Kelanggengan ini tentu harus melewati medan yang sulit. Namun perlu kita simak
kata-katanya berikut ini. “Pelayanan kami
mengalir begitu saja, sepertinya bukan kami yang mengatur. Kami hanya bagian
dari gerakan Roh Allah yang bekerja dengan luar biasa.” Suatu sikap rendah
hati yang luar biasa ditunjukkan dengan pengakuannya terhadap kuasa Tuhan dan
penghargaannya kepada anggota-anggotanya.
Dikatakannya
juga bahwa hubungan antara orang-orang menjadi semakin kental kalau mereka
melewati masa krisis atau menghadapi tantangan besar bersama-sama. Suatu
komitmen luar biasapun diucapkan Billy, “Kita
akan bersama-sama melayani Tuhan sampai Ia datang lagi atau sampai salah satu
di antara kita dipanggil pulang ke surga”.
Satu kunci
penting dalam kepemimpinan Billy adalah Billy selalu memimpin dengan kasih dan
rendah hati. Kasih Tuhan yang ada pada Billy jelas terlihat, menyinari
rekan-rekannya, juga menyinari dunia yang sedang mengamatinya. Demikianlah
kesaksian dari banyak orang yang pernah dekat dengan Billy. Mengutip kalimat
Mother Teresa, “Bukan berapa banyak yang
kita lakukan, tetapi berapa banyak kasih yang kita sertakan dalam perbuatan
kita”.
Mengandalkan
Roh Kudus menjadi dasar utama dan pertama dari kelanggengan tim pelayanan
Billy. Selanjutnya adalah memperlakukan anggota-anggota tim sebagai keluarga
dan menumbuhkan nilai-nilai kasih di dalamnya. Tim pelayanan Billy memang bukan
KTB, namun prinsip kepemimpinannya dapat menjadi contoh bagi setiap pemimpin
KTB untuk menjaga agar KTB mampu bertahan hidup dengan menonjolkan nilai-nilai kasih
sebagai sebuah keluarga.
Pertanyaan
Diskusi
1. Pikirkan
apa saja yang dapat menghambat jalannya KTB, atau bahkan membuat KTB itu mati.
2. Apakah
membuat prioritas untuk ber-KTB itu perlu? Berikan alasannya.
3. Kesulitan
apa saja yang pernah saudara dihadapi dan bagaimana saudara mengatasinya?
Referensi
Dan
William, Membangun dan Memelihara
Kelompok Kecil, Literatur Perkantas, Jakarta, 2009.

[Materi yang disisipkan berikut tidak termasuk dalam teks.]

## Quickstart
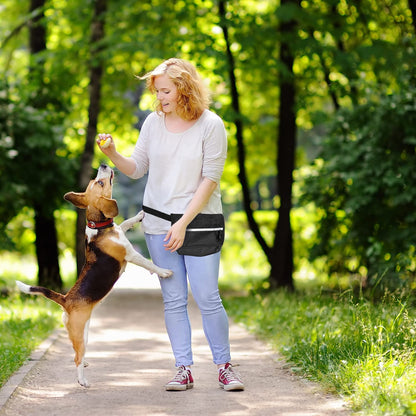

G. Byron Deshler, The Power of the Personal Group, Tidings, Nashville, Tennessee,
1960.
Harold Myra, The Leadership Secret of Billy Graham (Rahasia Kepemimpinan Billy
Graham), Yayasan Baptis Indonesia, Bandung, 2007.
J.
Alex Kirk, Komunitas yang Diubahkan: Buku
Pegangan Pemimpin Kelompok Kecil, Perkantas – Divisi Literatur, Jakarta,
2010.
John Stott, The Radical Disciples (Murid yang Radikal), Literatur Perkantas
Jawa Timur, Surabaya, 2011.
Richard Shelley Taylor, The Disciplined Life: Studies in the Fine Art
of Christian Disciplelsip, Beacon Hill Press, Kansas City, Missouri, 1962.